Yukarıda bahsettim, tebliğde çok sınırlı bir durumda netleştirme kabul ediliyor. Aynı kaynağa ilişkin olarak bir hesap dönemi içindeki aynı veya farklı geçici vergilendirme dönemlerinde oluşan kur farkı gelir ve giderleri mahsuplaştırılarak işlem tarihi veya dönem sonu itibariyle bu kaynağa ilişkin net kur farkı gideri doğması halinde, bu tutar finansman gideri kısıtlamasında dikkate alınabilir diyor tebliğ.
Tebliğdeki açıklama ve örnek özünde bir netleştirme de değil. Geçici vergi dönemleri sonu itibariyle kurlardaki yükseliş ve düşüşlerden kaynaklanan kur farkı gelir ve giderlerini dikkate alarak kur farkı gelir veya gider tutarının tespitini ve sonuçta dönem sonunda kur farkı gideri çıkmışsa bu tutarın kısıtlamaya tabi tutulması öngörülmüş. Birden fazla kaynak varsa, her bir kaynaktan kaynaklanan gider ve gelirler için netleştirme kabul edilmemiş, toplu bir değerlendirme de yapılmamış. Ama sonuçta görünüşte de olsa kabul edilen bir netleştirme örneği var.

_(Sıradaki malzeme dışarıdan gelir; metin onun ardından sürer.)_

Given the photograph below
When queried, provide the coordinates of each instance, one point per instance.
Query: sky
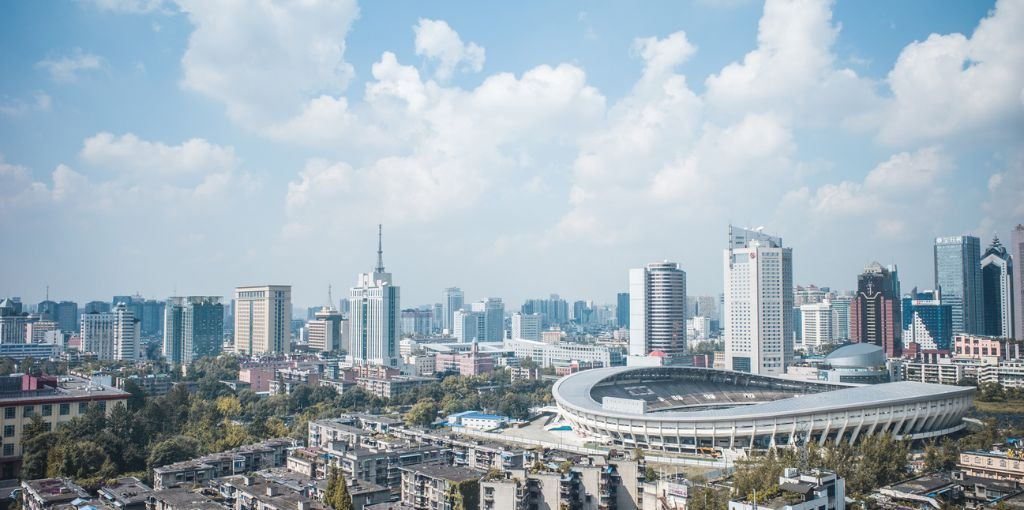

Bence genel olarak netleştirme mümkün değil ama özünde finansman gideri yaratmayan işlemlerin birlikte değerlendirilmesi düzenlemenin amacına daha uygun. Maddenin lafzına da aykırı gibi gelmiyor bana.
Bu çerçevede birkaç örnek vermek isterim.
- Alınan kredi geçici bir süre için bankada tutulmuş, faiz gelir ve gideri oluşmuşsa, gerçek anlamda finansman gideri olarak faiz farkını dikkate almak gerekir diye düşünüyorum. Kredi ve varlık farklı para birimlerinden de olabilir. Faiz ve kur farklarının net tutarının kısıtlamaya tabi olması gerektiği düşüncesindeyim.
- Faaliyette bulunulan alanda alış ve satışlar belli vadelerle olabilir. Vade farkı gelir ve giderlerinin birlikte dikkate alınması ve net gider tutarının kısıtlamaya tabi tutulmasının düzenlemeye daha uygun olduğunu düşünüyorum. Aksi halde, zincirleme olarak vadeli alış satışların olduğu bir durumda, her işletmede vade farkı giderinin kısıtlamaya tabi tutulması ve vade farkı gelirlerinin yok sayılması, kabul edilemeyecek bir sonuç ortaya çıkaracaktır.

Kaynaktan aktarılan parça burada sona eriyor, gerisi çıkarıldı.